Over the last year, its become palpable.
Google has such utility in this regard that in some cases, a hallucinating lie-machine offers better answer than an index of what information is available on the internet.
This issue with with Googles failure to respond to the deluge of SEO driven content in their searches. They can do better. They've chosen to not do so.
It can only index stuff that's on the Web. Stuff on the Web is, contrary to what is popularly asserted, only a tiny fraction of all human knowledge.
I think people are forgetting how bad search was before Google. Google drove Web directories to extinction. Remember Yahoo!? Back in that era, if I were looking for something as simple as the University of Michigan, I clicked and drilled down through a Yahoo directory. The obvious search query would have been useless. Google changed all that.
I view Google as the yellow pages. It works well for that. Is it an oracle of knowledge? Of course not. How could I possibly expect to find knowledge on a place where there is no reward for making it available? People producing knowledge don't work for free.

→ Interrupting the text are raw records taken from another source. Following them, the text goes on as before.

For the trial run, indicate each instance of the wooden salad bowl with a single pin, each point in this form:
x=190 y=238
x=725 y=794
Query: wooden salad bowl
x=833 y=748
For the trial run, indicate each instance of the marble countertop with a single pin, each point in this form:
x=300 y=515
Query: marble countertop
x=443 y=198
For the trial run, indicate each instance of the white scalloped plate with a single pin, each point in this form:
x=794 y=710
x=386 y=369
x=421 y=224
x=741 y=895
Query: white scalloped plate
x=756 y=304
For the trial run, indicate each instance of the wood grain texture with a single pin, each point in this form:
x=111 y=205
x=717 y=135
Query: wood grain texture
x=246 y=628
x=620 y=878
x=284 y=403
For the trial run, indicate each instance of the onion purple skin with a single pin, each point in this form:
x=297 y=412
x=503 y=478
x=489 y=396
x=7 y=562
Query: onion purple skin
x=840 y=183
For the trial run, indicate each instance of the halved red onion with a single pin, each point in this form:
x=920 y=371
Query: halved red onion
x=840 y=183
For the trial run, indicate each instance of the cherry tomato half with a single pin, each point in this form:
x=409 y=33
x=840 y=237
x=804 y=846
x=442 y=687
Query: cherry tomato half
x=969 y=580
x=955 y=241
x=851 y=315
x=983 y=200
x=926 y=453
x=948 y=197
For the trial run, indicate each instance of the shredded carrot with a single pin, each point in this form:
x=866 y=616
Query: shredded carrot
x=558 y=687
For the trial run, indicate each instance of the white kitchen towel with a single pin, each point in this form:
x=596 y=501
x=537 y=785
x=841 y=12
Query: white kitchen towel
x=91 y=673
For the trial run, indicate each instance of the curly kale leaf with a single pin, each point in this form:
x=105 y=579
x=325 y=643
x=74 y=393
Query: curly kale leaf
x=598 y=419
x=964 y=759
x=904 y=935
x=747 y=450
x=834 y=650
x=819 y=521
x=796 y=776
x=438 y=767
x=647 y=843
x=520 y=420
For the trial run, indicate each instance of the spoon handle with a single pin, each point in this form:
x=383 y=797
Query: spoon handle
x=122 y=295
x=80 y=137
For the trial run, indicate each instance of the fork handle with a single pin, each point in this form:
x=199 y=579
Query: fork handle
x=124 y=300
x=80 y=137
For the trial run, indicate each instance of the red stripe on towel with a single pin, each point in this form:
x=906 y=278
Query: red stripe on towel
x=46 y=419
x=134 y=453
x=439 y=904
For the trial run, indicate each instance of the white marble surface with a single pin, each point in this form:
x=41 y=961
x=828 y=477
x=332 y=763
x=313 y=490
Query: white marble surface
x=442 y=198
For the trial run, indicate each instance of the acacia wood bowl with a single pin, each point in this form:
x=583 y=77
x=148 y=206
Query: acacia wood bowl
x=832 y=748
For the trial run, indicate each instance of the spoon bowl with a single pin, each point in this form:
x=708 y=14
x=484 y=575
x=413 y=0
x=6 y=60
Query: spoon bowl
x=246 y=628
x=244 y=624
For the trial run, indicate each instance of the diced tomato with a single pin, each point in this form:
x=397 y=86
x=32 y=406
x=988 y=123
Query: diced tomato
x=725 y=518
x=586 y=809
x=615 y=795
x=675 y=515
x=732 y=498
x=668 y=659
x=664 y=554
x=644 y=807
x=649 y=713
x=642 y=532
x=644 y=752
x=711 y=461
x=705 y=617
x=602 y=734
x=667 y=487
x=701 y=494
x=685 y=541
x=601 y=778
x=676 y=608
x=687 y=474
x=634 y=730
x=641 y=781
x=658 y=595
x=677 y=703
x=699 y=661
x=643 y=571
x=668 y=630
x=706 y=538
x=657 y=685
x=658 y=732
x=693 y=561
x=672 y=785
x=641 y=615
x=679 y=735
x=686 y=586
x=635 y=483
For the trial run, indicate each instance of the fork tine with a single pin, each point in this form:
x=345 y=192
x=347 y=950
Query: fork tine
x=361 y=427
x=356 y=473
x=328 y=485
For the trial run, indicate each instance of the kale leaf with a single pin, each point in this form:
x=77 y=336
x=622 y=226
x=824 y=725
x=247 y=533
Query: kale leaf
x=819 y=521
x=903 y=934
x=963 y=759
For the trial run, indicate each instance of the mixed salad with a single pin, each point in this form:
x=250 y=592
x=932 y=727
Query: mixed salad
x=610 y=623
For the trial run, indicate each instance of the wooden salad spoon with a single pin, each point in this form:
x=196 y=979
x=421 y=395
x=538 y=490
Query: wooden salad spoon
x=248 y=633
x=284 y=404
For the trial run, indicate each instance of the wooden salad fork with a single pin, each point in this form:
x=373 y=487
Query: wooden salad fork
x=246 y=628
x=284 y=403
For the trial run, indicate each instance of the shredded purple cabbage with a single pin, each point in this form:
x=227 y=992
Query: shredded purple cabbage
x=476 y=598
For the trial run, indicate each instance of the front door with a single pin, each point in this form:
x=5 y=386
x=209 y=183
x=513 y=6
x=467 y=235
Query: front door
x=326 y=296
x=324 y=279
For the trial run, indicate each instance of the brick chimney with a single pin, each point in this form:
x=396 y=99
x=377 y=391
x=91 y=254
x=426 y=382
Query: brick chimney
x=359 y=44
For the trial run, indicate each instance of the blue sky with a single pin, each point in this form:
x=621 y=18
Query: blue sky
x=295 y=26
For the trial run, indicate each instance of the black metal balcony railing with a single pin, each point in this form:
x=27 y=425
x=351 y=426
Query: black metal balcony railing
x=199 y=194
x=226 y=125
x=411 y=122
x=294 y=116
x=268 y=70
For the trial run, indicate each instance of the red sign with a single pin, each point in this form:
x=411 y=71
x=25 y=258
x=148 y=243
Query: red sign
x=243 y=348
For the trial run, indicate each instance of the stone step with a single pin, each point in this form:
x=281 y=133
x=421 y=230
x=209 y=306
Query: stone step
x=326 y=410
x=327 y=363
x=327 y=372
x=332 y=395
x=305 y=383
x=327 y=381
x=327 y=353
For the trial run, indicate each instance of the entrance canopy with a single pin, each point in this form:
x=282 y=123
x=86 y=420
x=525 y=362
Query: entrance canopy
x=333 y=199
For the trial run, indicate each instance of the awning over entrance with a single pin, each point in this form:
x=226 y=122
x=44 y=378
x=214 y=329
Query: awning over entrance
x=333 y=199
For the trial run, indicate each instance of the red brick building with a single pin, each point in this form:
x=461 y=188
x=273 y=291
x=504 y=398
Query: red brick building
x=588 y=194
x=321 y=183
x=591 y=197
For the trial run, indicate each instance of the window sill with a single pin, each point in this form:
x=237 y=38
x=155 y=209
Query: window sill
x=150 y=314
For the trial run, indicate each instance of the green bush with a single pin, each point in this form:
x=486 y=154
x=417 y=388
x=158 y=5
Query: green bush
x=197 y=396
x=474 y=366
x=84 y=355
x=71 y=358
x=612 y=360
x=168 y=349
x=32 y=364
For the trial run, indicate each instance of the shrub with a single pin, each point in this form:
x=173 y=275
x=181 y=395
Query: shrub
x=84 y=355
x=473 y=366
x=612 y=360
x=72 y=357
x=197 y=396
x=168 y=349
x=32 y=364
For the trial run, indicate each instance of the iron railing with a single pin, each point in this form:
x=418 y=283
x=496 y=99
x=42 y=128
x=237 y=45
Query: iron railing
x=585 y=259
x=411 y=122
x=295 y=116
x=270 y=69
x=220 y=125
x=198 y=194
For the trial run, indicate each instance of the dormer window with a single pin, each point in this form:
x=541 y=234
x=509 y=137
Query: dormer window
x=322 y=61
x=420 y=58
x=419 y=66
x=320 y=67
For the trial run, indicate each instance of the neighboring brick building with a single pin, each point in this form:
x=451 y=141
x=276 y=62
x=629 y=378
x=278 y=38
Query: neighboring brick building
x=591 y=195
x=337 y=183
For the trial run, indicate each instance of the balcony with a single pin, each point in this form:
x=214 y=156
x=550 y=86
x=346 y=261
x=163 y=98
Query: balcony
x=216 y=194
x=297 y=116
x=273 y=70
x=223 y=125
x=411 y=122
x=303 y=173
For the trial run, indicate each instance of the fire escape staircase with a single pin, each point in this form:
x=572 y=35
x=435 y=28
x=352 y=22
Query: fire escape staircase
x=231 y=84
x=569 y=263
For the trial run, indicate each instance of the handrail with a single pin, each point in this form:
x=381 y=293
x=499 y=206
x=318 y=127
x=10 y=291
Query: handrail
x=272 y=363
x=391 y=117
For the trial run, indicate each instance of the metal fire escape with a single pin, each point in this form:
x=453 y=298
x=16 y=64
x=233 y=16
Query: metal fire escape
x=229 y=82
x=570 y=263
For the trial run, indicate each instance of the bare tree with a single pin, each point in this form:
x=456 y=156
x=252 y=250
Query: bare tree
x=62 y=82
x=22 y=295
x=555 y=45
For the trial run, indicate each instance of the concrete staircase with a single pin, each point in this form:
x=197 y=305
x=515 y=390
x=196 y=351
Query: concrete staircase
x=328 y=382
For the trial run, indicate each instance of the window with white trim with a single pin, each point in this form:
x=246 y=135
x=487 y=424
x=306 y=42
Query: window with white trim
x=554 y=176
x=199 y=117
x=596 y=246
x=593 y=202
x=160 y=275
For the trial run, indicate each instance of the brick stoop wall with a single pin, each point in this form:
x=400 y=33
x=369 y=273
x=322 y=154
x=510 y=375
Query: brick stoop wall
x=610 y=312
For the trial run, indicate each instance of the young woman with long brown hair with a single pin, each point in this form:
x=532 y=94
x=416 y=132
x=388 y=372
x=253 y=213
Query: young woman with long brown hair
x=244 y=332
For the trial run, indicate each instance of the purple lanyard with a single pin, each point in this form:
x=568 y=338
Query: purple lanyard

I've tried ChatGPT and it's no better. It serves up stuff that is flat-out wrong.
Relevant search results that aren't just marketing sites or the big websites.
> It can only index stuff that's on the Web.
And much of it isn't really exposed by Google search.
> I view Google as the yellow pages. It works well for that
It used to. For me, it stopped working well for that a few years ago and has been getting steadily worse ever since.